Font Size
Line Height

Page 29 of Rescued By the Operative

As always, I go in with the best intentions, refusing to make eye contact.

This time, she has a question for me, which surprises me.

“I’ve been watching you for 31 days, and I still can’t seem to trace your family tree,” she says, a little groggy from lack of food and water, probably.

“You’ve been watching me? How amusing,” I say, trying to sound cold and detached.

She nods. “Your eyes are like the Smiths, but you carry yourself like a Barker.”

I go back to the backstory that the Bureau has created for me in my files. My story has to be consistent for everyone who hears it. “The Wyoming Smiths are related to most of the folks around here,” I say with a shrug.

“I guess,” Georgeann says. “Weird that I don’t remember you. I never met a Wynella Smith.”

I clear my throat. “You were, what, 12, when my family split off and yours came this way?” I know the history of this group. Studied it for years.

The prisoner nods.

“You couldn’t have known everyone,” I conclude.

Finally, I meet her eyes. What I see there is knowing. This girl damn well knows something. Or she suspects something.

I say nothing, keeping a bland look on my face because I refuse to let her rattle me. I’m trained to be unflappable.

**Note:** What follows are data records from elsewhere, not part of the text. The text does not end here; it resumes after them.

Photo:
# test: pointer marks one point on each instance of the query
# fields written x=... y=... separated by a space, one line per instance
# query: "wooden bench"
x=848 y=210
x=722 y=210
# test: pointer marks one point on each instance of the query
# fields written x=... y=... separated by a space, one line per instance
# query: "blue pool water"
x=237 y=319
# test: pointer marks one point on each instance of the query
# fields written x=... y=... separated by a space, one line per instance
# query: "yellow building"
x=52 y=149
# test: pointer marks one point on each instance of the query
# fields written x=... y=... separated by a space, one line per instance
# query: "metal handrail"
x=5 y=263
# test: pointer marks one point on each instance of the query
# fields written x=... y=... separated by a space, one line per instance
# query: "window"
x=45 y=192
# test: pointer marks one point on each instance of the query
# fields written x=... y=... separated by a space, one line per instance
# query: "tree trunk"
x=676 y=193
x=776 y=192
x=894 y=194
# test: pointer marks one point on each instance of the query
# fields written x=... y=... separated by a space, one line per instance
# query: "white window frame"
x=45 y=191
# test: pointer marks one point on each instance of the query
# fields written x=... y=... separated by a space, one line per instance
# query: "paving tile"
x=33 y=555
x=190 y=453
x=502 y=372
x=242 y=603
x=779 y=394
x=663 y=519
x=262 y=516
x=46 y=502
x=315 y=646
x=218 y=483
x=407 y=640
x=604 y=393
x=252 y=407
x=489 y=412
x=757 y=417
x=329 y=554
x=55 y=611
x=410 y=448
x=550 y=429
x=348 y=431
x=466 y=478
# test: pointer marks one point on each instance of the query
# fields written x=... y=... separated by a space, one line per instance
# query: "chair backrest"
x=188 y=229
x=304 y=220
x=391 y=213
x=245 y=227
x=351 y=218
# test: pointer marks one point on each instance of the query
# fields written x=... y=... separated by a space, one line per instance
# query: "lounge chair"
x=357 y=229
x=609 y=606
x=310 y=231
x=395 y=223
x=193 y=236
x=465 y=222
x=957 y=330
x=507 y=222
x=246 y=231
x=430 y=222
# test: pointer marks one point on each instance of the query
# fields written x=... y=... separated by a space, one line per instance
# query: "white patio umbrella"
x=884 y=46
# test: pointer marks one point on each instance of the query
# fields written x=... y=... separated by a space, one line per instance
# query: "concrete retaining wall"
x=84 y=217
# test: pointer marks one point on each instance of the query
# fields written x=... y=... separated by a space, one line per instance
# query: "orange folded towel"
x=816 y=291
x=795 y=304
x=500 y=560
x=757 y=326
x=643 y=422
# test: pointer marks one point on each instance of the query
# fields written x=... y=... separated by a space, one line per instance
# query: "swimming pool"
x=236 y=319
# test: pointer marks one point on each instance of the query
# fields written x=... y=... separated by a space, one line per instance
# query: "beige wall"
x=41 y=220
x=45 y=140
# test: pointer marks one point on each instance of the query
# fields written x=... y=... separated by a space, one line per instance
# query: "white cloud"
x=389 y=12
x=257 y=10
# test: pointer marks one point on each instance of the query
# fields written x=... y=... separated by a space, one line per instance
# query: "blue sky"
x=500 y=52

“Maybe you’re right,” she concedes.

Happy to be off that subject, I hold out the tray to Georgeanne expectantly, but she doesn’t move. Instead, she stares at me, which makes me feel more flustered than I did under her interrogation.

In my flustered state, I cross the cell with her tray and walk over to her bed. “If you’re not going to stand up and take your tray, I guess you’re expecting room service,” I say, sighing.

I know what I promised Carl, my handler. That I would stay vigilant, even if I felt sorry for this girl. But I guess my head has been scrambled by a guy. I haven’t eaten in a while because I’ve been thinking about getting railed in an alleyway by a desperate cowboy named Jake.

That’s the only thing that can explain why my guard is down as I’m setting the food tray on her bed, muttering, “I see your punishment hasn’t broken you yet, maybe I should?—”

The next thing I know, I feel a sharp stabbing pain in my side, just below my ribcage.

I barely have the wherewithal to grab my hidden weapon after I drop the tray, splattering mock tapioca everywhere.

I fall to my knees, scrambling for the gun I keep hidden under my uniform, coughing out, “They’re going to beat the crap out of you, you little idiot!”

On the floor, I roll over to look at my assailant, but she’s gone.

Evidently, I’ve left the cell door wide open.

I’m in deep shit now.

Chapter Twelve

Jake

Ennis is uncharacteristically quiet as we unload the truck bed.

“What’s eating you?”

“Nothing,” he says. “Shit’s starting to get real, that’s all.”

My brother looks around at what we’ve done.

“Huh?” I say. “It’s been real for a while.”